What are your thoughts on biopolymers as a company?
We have to be fantastically careful about this, because you start from one harsh reality: There is only a fixed amount of land. As the old Mark Twain adage says, “Buy land. They’ve stopped making it.” Since we’ve got a fixed amount of land, what we do on that land, for us as a human race, is a serious, serious issue. First, it should be land for food. We’ve got a monster job to feed ourselves over the next 20 years. There are 7 billion of us now. There will be 8 billion of us in 20 year’s time, and there will be 9 billion of us by 2050. So first, we’ve got to feed ourselves. Then there are other competing demands for that land from the energy industry, which is keen to move into biofuels, and then from the packaging industry, which is looking to use biopolymers.


Before you take any kind of step, you’ve got to do a really thorough LCA. The first generation of biofuels did not meet any kind of sustainability thresholds.
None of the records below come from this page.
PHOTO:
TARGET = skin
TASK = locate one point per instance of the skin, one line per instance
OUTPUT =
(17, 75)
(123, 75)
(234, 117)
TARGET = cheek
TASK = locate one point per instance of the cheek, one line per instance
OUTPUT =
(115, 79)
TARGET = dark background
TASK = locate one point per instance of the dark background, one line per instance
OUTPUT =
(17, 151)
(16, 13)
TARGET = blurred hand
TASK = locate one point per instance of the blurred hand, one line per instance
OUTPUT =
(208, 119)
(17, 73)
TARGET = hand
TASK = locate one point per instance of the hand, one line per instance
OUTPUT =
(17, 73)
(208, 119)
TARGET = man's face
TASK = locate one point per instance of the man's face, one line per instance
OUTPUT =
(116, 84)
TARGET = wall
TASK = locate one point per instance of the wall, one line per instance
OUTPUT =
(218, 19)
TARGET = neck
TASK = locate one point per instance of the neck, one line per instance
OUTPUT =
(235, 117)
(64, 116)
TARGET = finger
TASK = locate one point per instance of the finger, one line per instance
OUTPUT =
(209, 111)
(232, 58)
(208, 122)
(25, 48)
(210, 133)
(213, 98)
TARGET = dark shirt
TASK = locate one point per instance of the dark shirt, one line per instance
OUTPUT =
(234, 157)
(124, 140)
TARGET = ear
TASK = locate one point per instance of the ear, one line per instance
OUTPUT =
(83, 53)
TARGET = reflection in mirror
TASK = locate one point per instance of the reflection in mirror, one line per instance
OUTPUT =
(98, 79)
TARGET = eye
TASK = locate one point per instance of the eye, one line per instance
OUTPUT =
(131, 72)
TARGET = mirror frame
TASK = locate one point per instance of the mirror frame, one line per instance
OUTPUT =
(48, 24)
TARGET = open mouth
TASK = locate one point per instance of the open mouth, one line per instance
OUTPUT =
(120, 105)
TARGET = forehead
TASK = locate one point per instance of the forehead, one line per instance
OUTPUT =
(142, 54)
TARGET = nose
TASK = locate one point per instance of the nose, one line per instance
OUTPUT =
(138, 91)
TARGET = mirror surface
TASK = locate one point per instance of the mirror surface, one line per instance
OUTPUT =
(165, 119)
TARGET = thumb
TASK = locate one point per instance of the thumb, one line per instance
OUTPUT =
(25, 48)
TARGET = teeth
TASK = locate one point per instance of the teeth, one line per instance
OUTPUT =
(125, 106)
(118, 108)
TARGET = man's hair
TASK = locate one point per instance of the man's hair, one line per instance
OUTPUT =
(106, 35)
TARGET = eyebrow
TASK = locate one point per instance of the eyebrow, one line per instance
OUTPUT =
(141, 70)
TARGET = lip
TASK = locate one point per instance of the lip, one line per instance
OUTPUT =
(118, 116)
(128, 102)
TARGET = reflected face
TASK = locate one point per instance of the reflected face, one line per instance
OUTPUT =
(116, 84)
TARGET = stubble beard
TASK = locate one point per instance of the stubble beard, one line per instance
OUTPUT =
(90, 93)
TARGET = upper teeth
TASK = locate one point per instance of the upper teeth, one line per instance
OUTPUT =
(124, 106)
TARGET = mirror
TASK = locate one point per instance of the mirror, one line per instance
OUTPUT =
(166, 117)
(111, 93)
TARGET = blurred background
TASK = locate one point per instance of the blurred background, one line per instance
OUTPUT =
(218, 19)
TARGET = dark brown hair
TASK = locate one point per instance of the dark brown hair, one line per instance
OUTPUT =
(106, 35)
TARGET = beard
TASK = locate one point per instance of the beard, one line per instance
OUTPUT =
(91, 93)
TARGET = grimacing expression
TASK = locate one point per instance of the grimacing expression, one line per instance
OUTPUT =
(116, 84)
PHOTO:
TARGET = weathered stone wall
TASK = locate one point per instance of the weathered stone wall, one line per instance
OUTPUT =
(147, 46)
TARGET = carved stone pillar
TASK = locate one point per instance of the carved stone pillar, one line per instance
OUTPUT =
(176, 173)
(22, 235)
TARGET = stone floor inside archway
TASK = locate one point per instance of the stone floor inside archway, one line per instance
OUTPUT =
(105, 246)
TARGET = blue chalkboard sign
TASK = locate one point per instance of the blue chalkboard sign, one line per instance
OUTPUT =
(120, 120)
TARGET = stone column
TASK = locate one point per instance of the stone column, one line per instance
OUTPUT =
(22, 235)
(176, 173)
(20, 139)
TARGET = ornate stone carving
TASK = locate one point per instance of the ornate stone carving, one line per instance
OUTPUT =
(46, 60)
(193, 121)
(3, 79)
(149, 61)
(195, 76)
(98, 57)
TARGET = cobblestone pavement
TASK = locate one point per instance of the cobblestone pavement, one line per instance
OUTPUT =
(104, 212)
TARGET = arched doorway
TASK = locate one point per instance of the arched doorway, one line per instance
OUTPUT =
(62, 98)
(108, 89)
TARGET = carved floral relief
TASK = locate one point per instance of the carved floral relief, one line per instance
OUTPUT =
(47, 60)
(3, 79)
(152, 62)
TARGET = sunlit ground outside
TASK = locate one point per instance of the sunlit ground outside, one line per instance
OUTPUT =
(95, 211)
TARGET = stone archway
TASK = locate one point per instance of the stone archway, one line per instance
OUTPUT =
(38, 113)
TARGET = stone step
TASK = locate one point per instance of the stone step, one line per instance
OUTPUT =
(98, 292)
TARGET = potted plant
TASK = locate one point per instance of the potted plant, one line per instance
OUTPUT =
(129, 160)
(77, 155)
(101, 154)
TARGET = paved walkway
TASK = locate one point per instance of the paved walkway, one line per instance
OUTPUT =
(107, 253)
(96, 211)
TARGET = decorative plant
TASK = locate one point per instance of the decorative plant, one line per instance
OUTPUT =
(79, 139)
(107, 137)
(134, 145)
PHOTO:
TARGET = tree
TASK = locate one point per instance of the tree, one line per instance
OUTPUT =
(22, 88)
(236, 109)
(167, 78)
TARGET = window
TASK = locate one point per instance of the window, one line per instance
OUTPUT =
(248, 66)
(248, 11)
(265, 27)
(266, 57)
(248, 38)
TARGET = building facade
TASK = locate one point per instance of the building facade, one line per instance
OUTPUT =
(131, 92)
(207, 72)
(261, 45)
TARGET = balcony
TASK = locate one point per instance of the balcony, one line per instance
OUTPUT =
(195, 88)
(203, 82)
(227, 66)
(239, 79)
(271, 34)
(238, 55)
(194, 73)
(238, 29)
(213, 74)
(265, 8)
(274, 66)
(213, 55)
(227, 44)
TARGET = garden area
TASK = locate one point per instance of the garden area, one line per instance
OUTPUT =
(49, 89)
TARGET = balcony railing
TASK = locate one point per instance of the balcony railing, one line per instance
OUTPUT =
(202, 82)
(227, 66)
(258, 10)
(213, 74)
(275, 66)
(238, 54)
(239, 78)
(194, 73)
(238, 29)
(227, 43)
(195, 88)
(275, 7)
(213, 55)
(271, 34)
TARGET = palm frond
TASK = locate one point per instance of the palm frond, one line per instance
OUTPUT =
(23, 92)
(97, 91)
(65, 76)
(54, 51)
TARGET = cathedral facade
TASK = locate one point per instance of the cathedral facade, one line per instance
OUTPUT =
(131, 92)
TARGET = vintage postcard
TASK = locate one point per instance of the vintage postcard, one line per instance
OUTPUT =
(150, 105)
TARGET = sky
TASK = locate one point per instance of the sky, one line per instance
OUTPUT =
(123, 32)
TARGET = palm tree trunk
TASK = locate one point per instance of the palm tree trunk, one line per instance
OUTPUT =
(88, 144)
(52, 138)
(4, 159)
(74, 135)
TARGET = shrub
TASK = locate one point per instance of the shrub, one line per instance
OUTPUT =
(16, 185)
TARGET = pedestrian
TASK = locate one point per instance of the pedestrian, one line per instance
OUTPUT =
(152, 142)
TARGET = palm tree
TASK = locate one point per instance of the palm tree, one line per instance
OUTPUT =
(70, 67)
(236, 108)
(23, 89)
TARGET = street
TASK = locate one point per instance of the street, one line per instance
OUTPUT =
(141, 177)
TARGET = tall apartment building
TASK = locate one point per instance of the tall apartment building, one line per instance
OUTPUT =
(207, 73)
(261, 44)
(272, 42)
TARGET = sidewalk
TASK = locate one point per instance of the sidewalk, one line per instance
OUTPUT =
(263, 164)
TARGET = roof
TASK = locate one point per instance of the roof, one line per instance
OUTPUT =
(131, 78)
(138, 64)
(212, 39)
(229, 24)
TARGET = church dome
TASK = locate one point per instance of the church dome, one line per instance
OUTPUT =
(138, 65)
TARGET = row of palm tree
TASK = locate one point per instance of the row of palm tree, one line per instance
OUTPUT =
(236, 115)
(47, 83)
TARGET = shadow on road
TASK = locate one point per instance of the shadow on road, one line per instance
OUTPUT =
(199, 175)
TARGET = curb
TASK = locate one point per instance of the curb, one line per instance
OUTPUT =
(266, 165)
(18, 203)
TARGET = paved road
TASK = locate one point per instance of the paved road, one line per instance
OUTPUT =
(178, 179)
Some of the first-generation biopolymers are a bit iffy. Now, of course, it depends on what feedstock you are using, and where it’s coming from. If you take the material that’s coming out of Brazil with companies like Braskem, that is kind of getting close to being okay. If you are using the waste products from food, that’s fine. But if you are using feedstock that would’ve otherwise gone to feed somebody, then we think that’s wrong and shouldn’t happen.


One of Unilever’s published goals is to reduce the weight of its packaging by one-third by 2020. Where are you in terms of this goal?
We are one year into the plan, and we have announced that we have reduced our packaging by 4% this year. The basic driving principle for us—and that which everyone uses—is reduce, reuse, and recycle. We are doing fine on the reduce part, we are finding great difficulty to reuse packaging, and as for recycling, we have talked about that.
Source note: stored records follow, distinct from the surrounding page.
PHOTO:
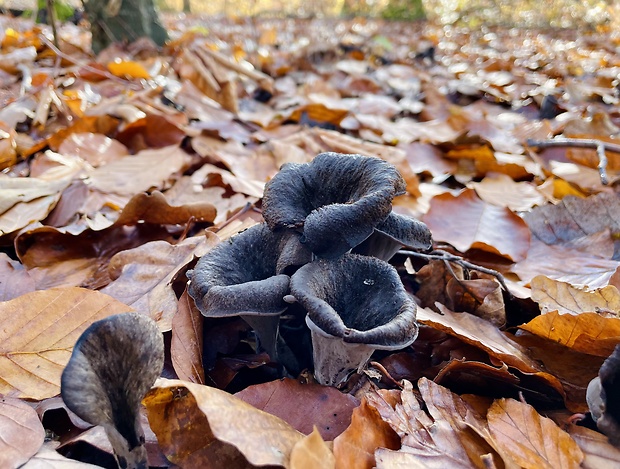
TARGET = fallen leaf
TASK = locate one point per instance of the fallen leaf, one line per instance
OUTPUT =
(187, 339)
(21, 432)
(312, 452)
(552, 295)
(200, 426)
(303, 406)
(588, 333)
(531, 440)
(466, 222)
(356, 446)
(37, 333)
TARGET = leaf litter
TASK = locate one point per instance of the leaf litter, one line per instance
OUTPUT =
(118, 175)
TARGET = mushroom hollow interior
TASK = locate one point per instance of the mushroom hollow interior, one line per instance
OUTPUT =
(357, 298)
(241, 275)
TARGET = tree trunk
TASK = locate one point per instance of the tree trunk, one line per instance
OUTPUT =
(123, 21)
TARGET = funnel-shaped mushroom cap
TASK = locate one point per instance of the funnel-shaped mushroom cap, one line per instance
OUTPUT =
(354, 300)
(602, 397)
(336, 200)
(396, 232)
(113, 365)
(243, 277)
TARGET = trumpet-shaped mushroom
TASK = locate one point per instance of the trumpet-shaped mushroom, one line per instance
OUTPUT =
(336, 200)
(113, 365)
(244, 277)
(355, 304)
(396, 232)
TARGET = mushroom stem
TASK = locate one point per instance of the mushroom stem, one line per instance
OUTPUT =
(334, 359)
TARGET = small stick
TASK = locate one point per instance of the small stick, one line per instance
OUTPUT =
(600, 146)
(447, 257)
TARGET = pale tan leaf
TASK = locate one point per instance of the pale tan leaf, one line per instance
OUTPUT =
(37, 334)
(552, 295)
(312, 452)
(533, 441)
(21, 433)
(138, 173)
(201, 426)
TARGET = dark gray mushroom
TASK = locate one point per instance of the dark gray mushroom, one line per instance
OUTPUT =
(355, 304)
(244, 276)
(113, 365)
(336, 200)
(396, 232)
(602, 397)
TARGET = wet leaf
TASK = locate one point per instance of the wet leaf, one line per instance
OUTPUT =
(38, 331)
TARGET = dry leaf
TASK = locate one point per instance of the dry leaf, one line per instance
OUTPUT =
(312, 452)
(467, 222)
(200, 426)
(21, 432)
(533, 441)
(37, 333)
(588, 333)
(565, 298)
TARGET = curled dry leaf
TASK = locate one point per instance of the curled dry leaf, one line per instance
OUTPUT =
(588, 333)
(467, 222)
(312, 452)
(37, 333)
(186, 344)
(200, 426)
(21, 432)
(142, 277)
(533, 441)
(356, 446)
(303, 406)
(552, 295)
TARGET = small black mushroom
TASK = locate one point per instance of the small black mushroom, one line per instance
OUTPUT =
(355, 304)
(113, 365)
(335, 201)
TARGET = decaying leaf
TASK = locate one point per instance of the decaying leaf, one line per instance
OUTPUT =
(200, 426)
(37, 333)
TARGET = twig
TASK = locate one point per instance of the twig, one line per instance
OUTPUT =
(447, 257)
(599, 145)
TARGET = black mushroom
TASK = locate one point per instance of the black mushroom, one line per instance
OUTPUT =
(113, 365)
(355, 305)
(336, 201)
(244, 276)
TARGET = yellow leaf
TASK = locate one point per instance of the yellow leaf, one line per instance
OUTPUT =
(128, 69)
(37, 334)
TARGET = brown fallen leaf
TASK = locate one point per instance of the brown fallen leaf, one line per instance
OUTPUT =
(142, 277)
(187, 339)
(588, 333)
(37, 333)
(15, 279)
(598, 452)
(200, 426)
(467, 222)
(356, 446)
(312, 452)
(21, 432)
(533, 441)
(304, 406)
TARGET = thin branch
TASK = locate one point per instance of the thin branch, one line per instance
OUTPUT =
(599, 145)
(447, 257)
When we talk about reuse in the form of refillable packaging, is that harder to implement in the U.S. than in other countries?
It seems to be a tricky thing in many parts of the world actually. I don’t know what the barriers are to overcome, but there is a big prize if you can overcome them, depending upon what sort of categories you are talking about. People don’t seem to like to decant from, for example, a flexible pack into a bottle or other container. It’s curious: Consumers do it with other things, such as tea bags. They will take the bags out of a box and put them into a nice tea caddy that they display on their shelf. So, maybe that’s a way through: design and style. Perhaps if you can make it a really attractive thing for people to do, they will be more apt to use refillables.


In U.S., there is a lot of talk about extended producer responsibility. Do you think this is something that CPG companies need to be proactive about in terms of coming up with solutions, or is this something that ultimately will be regulated?
I think those two things are absolutely linked. Unless the CPG industry is proactive about this and gets its own house in order, it would be perfectly possible for legislators at a state or federal level to say, “Look, nothing is happening here. You are talking a good game as an industry, but nothing is changing. We are going to regulate.” So this is a tricky and a difficult area. I think the industry has a huge self-interest in addressing this. And while they might find it difficult and awkward to do, worse things could happen if someone else comes and takes the solution away from them.